The Department of Veterans Affairs overstates how quickly it cares for veterans, understates how many are waiting for care and may be "gaming" its own system to show better results, according to an internal investigation.
Three-fourths of veterans were seen within the required 30 days, far fewer than the 95 percent claimed by the VA. The VA hospital in Columbia was one of 10 hospitals reviewed and had the poorest record of seeing patients within 30 days, according to the report released late Monday by the VA's watchdog arm.
The hospitals also included only a fraction of patients who needed care on the required waiting lists.
The report is similar to a draft version the Observer obtained and wrote about in June.
"America's veterans deserve the best," said Kevin Bishop, spokesman for U.S. Sen.
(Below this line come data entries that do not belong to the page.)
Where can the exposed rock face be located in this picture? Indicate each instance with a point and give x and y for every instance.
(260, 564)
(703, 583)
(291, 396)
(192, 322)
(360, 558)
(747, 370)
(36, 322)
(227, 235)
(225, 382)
Lindsey Graham, an S.C. Republican and member of the Senate Veterans' Affairs Committee. "Any time that standard is not being met is cause for concern. Senator Graham is reviewing the report and will work to ensure our veterans get the care they deserve."
Patients not put on list
Waiting times for veterans to see doctors are closely watched by Congress and veterans' advocates. The measure is an indicator of how well the hospitals meet patient demand. But long wait times can reflect poorly on hospital directors, creating pressure to show speedier care and fewer people waiting.
VA investigators said appointment schedulers interpreted managers' instructions to reduce waiting times "as instruction to never put patients on the electronic waiting list," the report stated. "This seems to have resulted in some 'gaming' of the scheduling process."
U.S. Sen. Daniel Akaka, a Hawaii Democrat and chairman of the Senate VA committee, called the results "simply not acceptable." The committee requested the audit as a follow-up to a 2005 investigation that found similar problems.
Monday's report said the agency had not completed five of eight recommendations investigators made two years ago. Akaka said it was "disturbing news that VA continues to skew" waiting time reports.
Investigators analyzed 700 medical appointments scheduled for last October at 10 VA medical centers and interviewed 113 VA schedulers. The Salisbury and Asheville, N.C., VA hospitals -- those most likely to serve Charlotte-area veterans -- were not part of the audit.
The Columbia hospital saw 64 percent of patients, less than two-thirds, within 30 days, investigators found. That tied with an Ohio medical center for the poorest showing. At 84 percent, Detroit was the best, but still below VA claims of 95 percent.
Patients saw primary care doctors more quickly than they received specialty care, such as treatment for heart disease and mental health disorders.
"The accuracy of VHA's reported waiting times could not be relied on and the electronic waiting lists were not complete," the report stated.